1. Field of the Invention
This invention generally relates to systems configured to inspect a wafer.
2. Description of the Related Art
The following description and examples are not admitted to be prior art by virtue of their inclusion in this section.
Inspection processes are used at various steps during a semiconductor manufacturing process to detect defects on wafers to promote higher yield in the manufacturing process and thus higher profits. Inspection has always been an important part of fabricating semiconductor devices. However, as the dimensions of semiconductor devices decrease, inspection becomes even more important to the successful manufacture of acceptable semiconductor devices because smaller defects can cause the devices to fail.
In the cases of shot noise limited operation as well as wafer noise limited operation, the achievable signal-to-noise ratio of a surface inspection system, at constant throughput, is known to scale as the square root of the number of illuminating spots on the wafer. For example, when a system with one spot scans a wafer and achieves a signal-to-noise ratio on a particular defect of S, a corresponding system that scans a water with two spots, each of which is half the area of the original spot, can achieve a signal-to-noise ratio of sqrt(2)*S, assuming all other system parameters remain constant.
This advantage argues for enhancement of sensitivity by increasing the number of illuminating spots substantially, by using spatial multiplexing (multiple spots at the same instant in time). Such a technique has been disclosed in patents such as U.S. Pat. No. 7,385,688 issued on Jun. 10, 2008 to Kadkly et al., which is incorporated by reference as if fully set forth herein.

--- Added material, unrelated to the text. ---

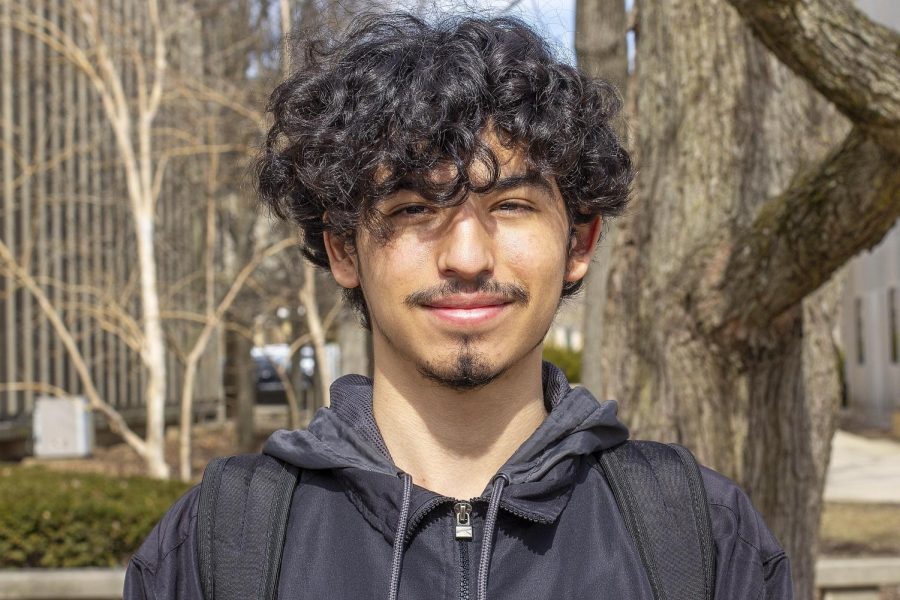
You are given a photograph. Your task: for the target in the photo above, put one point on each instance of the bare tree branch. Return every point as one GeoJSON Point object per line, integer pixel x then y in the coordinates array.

In the case of spatial spot multiplexing or spatial domain multi-spot, the signals from the spots are all generated in time simultaneously or nearly simultaneously. Therefore, in order to separate these optical scattering signals, typically the collecting optics is constructed to separately resolve the scattering from each spot and to direct and/or image each spot onto a separate optical detector such as a photomultiplier tube, photodiode, charge coupled device (CCD), avalanche photodiode (APD), CMOS sensor, etc. For instance, with three incident spots, three separate detectors could be present, with corresponding sets of optics including, but not limited to, lenses, attenuating filters, wavelength selective filters, spatial apertures, and polarizing elements.
Accordingly, it would be advantageous to develop improved systems for multi-spot wafer inspection.